Eyeleo is unique in that it focuses on making us rest our eyes. Eye strain or asthenopia is a problem for those who sit at a computer. It is caused by decreased blinking while working focused on computer screens. EyeLeo is very easy (the simplest of the apps we tried) to program and reminds to take breaks regularly, by showing simple eye exercises and preventing you from using computer at break times. You can postpone the break, but you have to stop what you are doing and click “give me 3 minutes”. Eyeleo helps you take two kinds of breaks: short breaks (dims the screen and suggests a few quick exercises for your eyes) and long breaks (disables your screen for a programmable period). The eye exercises are presented by an adorable Leopard named Leo which makes this app the cutest of the list. Following EyeLeo’s suggestions should result in less overall fatigue. Created in 2011 and updated in 2016 this app works with Windows XP, Vista, 7 and higher but is only in English.

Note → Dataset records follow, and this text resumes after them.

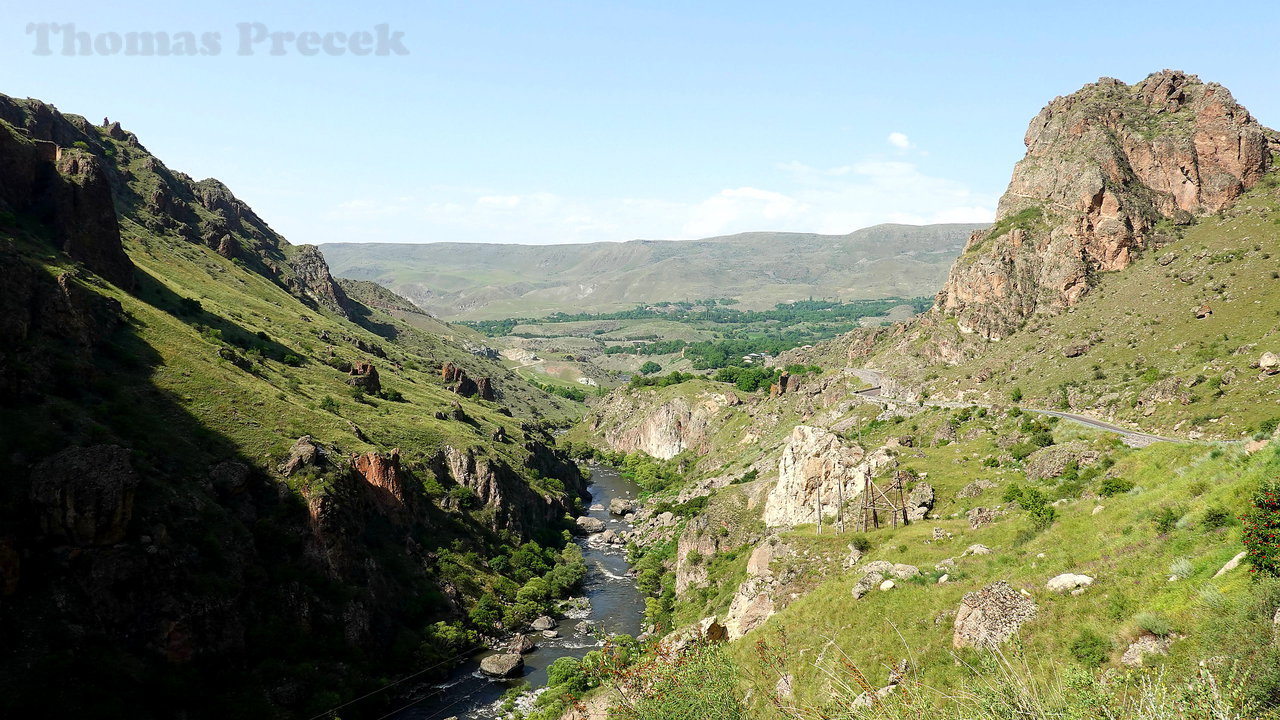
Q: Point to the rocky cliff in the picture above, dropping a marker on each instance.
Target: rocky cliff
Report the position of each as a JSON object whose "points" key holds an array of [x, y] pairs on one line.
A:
{"points": [[816, 473], [1107, 171], [167, 538]]}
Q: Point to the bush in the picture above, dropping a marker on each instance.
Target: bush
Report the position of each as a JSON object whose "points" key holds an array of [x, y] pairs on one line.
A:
{"points": [[1166, 519], [1262, 531], [1155, 624], [1091, 648], [1115, 486], [1216, 516], [859, 542]]}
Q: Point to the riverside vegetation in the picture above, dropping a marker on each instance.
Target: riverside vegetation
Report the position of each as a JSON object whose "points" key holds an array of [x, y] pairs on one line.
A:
{"points": [[1052, 568], [240, 487]]}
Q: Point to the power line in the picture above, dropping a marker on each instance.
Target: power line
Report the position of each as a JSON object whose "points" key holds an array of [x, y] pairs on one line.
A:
{"points": [[456, 657]]}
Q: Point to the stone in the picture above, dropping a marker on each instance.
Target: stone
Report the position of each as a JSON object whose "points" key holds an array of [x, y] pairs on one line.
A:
{"points": [[974, 488], [991, 615], [502, 665], [590, 525], [905, 572], [522, 645], [1230, 565], [85, 495], [920, 501], [304, 454], [1068, 582], [869, 582], [1092, 155], [1052, 461], [816, 472]]}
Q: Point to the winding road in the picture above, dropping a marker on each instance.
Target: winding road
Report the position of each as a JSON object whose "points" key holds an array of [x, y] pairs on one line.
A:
{"points": [[1132, 438]]}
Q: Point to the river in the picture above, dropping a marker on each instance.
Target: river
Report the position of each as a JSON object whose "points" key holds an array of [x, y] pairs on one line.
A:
{"points": [[616, 607]]}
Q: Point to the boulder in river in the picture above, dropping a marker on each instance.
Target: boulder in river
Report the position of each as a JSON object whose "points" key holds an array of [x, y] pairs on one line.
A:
{"points": [[522, 643], [503, 665], [590, 525]]}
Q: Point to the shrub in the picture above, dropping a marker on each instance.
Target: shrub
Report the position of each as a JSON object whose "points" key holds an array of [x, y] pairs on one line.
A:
{"points": [[1216, 516], [860, 542], [1155, 624], [1166, 519], [1262, 531], [1091, 648], [1115, 486]]}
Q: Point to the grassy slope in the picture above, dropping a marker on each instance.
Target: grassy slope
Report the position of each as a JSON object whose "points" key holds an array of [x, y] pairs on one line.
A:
{"points": [[160, 386], [1119, 546], [1143, 329]]}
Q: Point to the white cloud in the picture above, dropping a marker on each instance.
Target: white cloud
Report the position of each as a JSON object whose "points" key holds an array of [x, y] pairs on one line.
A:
{"points": [[794, 196], [900, 141]]}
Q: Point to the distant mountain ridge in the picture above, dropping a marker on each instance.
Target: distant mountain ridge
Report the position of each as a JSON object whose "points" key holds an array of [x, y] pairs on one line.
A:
{"points": [[479, 281]]}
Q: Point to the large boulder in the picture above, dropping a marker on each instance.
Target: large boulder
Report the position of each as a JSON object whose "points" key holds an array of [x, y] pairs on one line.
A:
{"points": [[304, 454], [1052, 461], [920, 501], [816, 473], [620, 506], [589, 525], [1104, 168], [991, 615], [502, 665], [1068, 582], [85, 495], [1270, 363]]}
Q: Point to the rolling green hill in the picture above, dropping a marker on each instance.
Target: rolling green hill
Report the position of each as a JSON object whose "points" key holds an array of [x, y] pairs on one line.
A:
{"points": [[474, 281], [232, 487]]}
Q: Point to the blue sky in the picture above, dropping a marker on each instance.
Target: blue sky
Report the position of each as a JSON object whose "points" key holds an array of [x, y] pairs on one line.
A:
{"points": [[603, 121]]}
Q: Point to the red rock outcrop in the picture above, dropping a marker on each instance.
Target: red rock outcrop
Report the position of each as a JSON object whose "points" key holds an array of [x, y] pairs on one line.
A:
{"points": [[365, 377], [382, 473], [1104, 167]]}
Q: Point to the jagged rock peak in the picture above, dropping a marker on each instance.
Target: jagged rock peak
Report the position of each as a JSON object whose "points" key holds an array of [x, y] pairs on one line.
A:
{"points": [[1104, 167]]}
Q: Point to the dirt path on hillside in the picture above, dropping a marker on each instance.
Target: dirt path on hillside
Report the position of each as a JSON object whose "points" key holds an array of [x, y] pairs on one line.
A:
{"points": [[1132, 438]]}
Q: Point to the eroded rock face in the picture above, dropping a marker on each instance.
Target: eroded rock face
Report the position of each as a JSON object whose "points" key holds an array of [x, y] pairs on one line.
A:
{"points": [[816, 472], [991, 615], [365, 377], [85, 495], [312, 283], [1102, 167], [383, 475], [1052, 461]]}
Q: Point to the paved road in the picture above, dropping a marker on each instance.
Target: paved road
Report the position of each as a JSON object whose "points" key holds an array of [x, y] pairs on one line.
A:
{"points": [[1132, 438]]}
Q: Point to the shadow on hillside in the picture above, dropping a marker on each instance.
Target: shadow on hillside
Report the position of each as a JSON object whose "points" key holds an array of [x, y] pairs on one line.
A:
{"points": [[188, 310]]}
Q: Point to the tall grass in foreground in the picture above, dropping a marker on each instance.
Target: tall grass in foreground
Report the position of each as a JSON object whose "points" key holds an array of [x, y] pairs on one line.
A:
{"points": [[1009, 688]]}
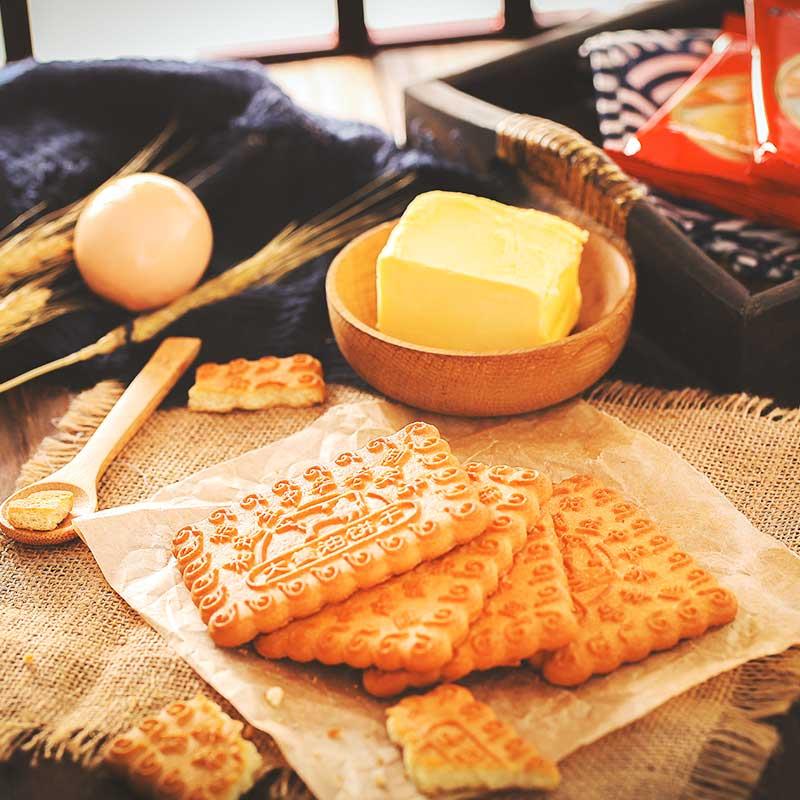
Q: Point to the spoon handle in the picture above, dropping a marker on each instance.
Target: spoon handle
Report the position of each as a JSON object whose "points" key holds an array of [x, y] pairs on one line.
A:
{"points": [[138, 401]]}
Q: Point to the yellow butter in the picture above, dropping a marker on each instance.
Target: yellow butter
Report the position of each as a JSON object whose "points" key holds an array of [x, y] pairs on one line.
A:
{"points": [[465, 273]]}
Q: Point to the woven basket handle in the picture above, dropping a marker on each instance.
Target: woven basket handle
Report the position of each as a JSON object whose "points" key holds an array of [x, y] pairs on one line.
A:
{"points": [[570, 164]]}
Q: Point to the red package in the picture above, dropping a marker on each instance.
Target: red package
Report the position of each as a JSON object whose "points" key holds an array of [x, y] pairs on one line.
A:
{"points": [[700, 143], [773, 28]]}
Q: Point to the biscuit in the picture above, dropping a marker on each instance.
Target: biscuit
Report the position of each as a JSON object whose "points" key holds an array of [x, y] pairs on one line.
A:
{"points": [[531, 611], [40, 511], [414, 620], [190, 750], [295, 381], [634, 589], [450, 741], [285, 553]]}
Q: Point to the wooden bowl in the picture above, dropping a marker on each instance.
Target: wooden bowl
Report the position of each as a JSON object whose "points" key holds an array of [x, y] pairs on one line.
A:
{"points": [[481, 384]]}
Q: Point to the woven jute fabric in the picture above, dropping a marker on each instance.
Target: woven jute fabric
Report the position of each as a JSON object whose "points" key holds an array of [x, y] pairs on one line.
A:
{"points": [[79, 665]]}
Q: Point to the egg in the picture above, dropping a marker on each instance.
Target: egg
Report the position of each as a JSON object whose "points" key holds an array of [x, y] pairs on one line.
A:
{"points": [[143, 241]]}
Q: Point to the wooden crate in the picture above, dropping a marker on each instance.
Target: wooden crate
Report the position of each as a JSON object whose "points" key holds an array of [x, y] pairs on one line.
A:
{"points": [[721, 333]]}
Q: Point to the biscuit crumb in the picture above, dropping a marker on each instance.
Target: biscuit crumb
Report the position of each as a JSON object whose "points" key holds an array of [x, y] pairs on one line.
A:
{"points": [[274, 696], [379, 776], [40, 511], [195, 743]]}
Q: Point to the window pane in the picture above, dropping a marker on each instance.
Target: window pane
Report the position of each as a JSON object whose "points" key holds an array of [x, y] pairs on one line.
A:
{"points": [[383, 14], [75, 29], [585, 5]]}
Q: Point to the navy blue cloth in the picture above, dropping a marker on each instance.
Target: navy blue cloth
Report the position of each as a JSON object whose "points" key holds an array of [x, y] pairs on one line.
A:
{"points": [[66, 127]]}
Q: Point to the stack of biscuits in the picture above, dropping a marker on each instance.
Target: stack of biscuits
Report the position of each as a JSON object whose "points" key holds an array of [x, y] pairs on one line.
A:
{"points": [[398, 560]]}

Workrave works on Windows and Linux. It is a break reminder that does a great job of suggesting micro breaks, long breaks, and even limiting your total daily usage which might be helpful if you are a gamer. Workrave is highly configurable and allows you to specify time between breaks, how long each break is, and even offers a tiny status window that remains on your desktop to allow you to see when your next break is coming up. Break announcements can be either audible or on screen or both. The part I like about this is that when Workrave interrupts you it doesn’t block your computer right away. It gives you time to finish what you are doing and if you keep working it just goes away. It comes back in a few minutes though so you don’t miss your break, but it is less abrupt than Leo whose breaks pop up suddenly. Workrave is a program that assists in the recovery and prevention of Repetitive Strain Injury by offering a selection of exercises you can do during your breaks. I also like their little fluffy running sheep logo, but don’t see the connection with the software! Workrave peut être installé en français aussi… “Une petite pause?” Unfortunately Workrave does not seem to work fluidly with Windows 10 – it did not start with Windows as we installed it and had to be started manually.
PC Work Break
PC Work Break is a multi-type break system that will remind you to take breaks at given intervals or at given times during the day – you can set up the reminders for specific things to do during breaks: stretching breaks, eye exercises, walks, yoga poses – whatever you like to do. What is unique to PC Work Break is that it focuses on specific PC usage models. PC Work Break features: Flexible break settings, professional stretch demos, break compliance statistics (if you are going to be really serious about this), 32 and 64 bit support, and multi-language support. PC World Break supports Windows XP, Vista, 7, 8 and 10. Updated in Sept 2016. Licenses are lifetime and the cost is $40 for 3 computers.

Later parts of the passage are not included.